Das Scheidungsdrama ist vorbei – nun wollen Linke und BSW ihren neuen Aufbruch inszenieren. Wagenknecht gelingt das bisher besser

Manche Sätze erscheinen erscheinen im Nachhinein in einem etwas anderen Licht. Im September 2022 sagte Sahra Wagenknecht auf die Frage, ob sie Mitglied der Linkspartei sei: »Aktuell bin ich Mitglied der Linken. Wenn sich daran etwas ändert, werden Sie es rechtzeitig erfahren.« Damals war ihr Buch »Die Selbstgerechten«, in Teilen eine Generalabrechung mit ihrer Partei, schon ein gutes Jahr im kontroversen Gespräch. Seit einem halben Jahr tobte der Krieg in der Ukraine und damit in der Linkspartei die Auseinandersetzung über Sanktionen gegen Moskau und Unterstützung für die Angegriffenen. Der Streit drehte sich in erheblichen Maß um die Person Wagenknecht; etwaige Spaltungsabsichten wiesen sie und ihre Anhänger empört zurück.

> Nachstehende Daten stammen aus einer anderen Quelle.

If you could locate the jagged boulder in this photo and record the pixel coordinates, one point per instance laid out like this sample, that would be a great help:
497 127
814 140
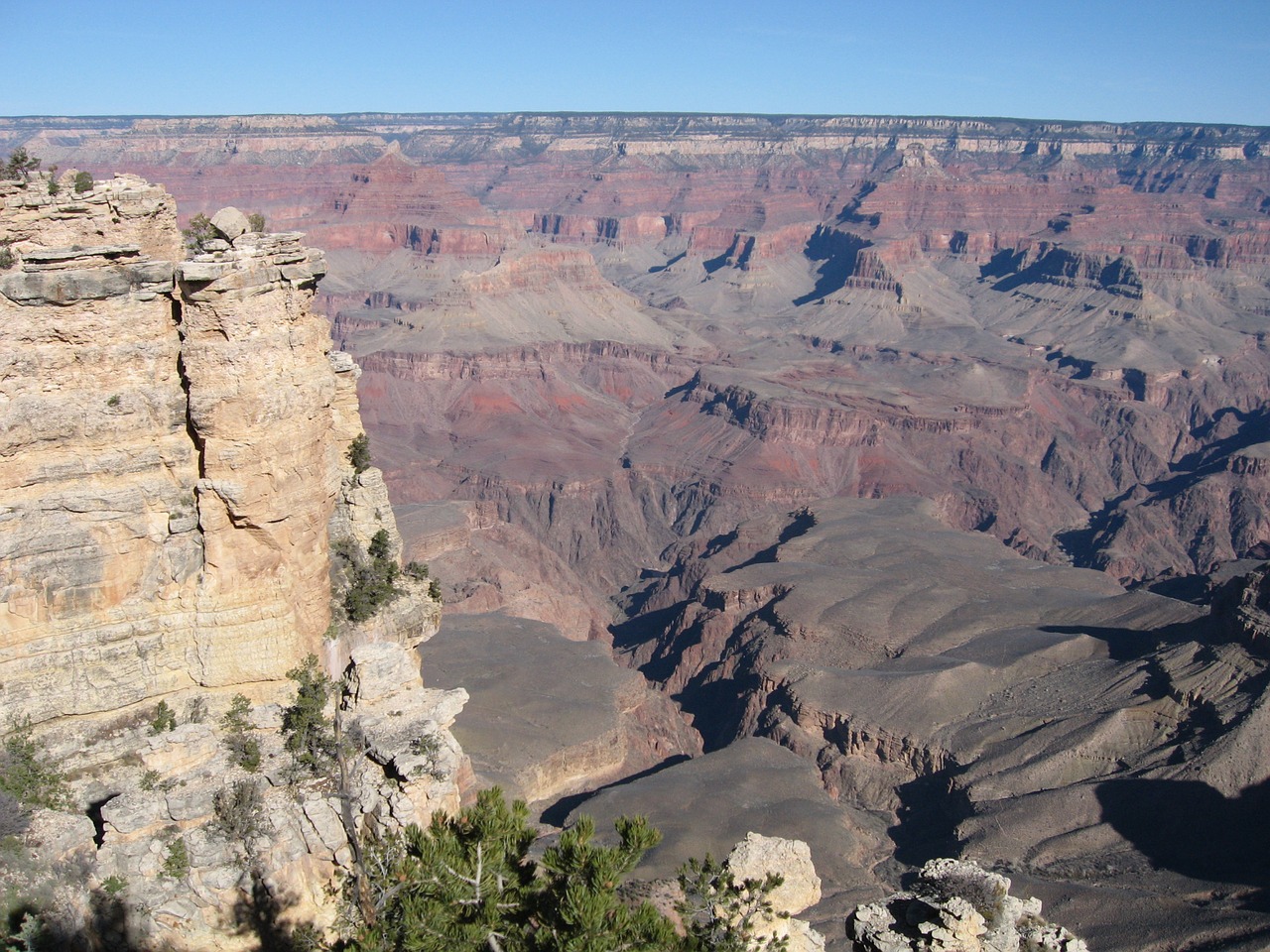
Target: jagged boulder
230 222
957 906
757 856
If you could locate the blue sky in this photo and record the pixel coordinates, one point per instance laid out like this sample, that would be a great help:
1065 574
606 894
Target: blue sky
1118 60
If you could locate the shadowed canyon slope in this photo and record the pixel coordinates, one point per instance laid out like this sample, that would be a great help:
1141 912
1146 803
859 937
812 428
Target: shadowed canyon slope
621 329
826 421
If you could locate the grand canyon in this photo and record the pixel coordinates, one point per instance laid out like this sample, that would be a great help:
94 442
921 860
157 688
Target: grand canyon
898 485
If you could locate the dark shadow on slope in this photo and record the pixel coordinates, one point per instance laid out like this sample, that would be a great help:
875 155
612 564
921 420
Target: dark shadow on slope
1189 828
716 707
838 250
261 912
558 812
1133 644
930 810
802 522
645 629
658 268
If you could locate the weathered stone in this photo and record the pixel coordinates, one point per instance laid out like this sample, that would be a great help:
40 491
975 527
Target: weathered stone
757 856
956 906
230 222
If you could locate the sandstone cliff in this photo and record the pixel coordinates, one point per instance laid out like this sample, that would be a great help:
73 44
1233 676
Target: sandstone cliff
175 471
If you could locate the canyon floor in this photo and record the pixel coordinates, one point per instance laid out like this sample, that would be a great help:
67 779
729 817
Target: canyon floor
826 477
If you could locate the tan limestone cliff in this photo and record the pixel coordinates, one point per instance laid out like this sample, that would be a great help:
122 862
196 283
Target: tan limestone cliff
175 468
173 444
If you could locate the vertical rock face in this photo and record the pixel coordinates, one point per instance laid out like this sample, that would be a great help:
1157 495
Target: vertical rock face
173 468
173 445
261 395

Liest man die Interviewantwort vom September 2022 heute, dann erscheint die Entwicklung seitdem als zwangsläufig. Sicher, es hätte auch anders kommen können, eine Parteigründung ist kein Selbstläufer, aber der Gedanke, eigene Wege zu gehen, wurde zweifellos nicht erst im Sommer 2023 geboren. Allerdings sind Schuldzuweisungen müßig, wer wann wie den Bruch verursacht habe. Denn nach einem atemlosen Jahr bleibt die Erkenntnis, dass zwischen Teilen der Linkspartei die Vorstellungen davon weit auseinandergehen, was die richtigen Antworten auf die diversen Krisen dieser Welt sind.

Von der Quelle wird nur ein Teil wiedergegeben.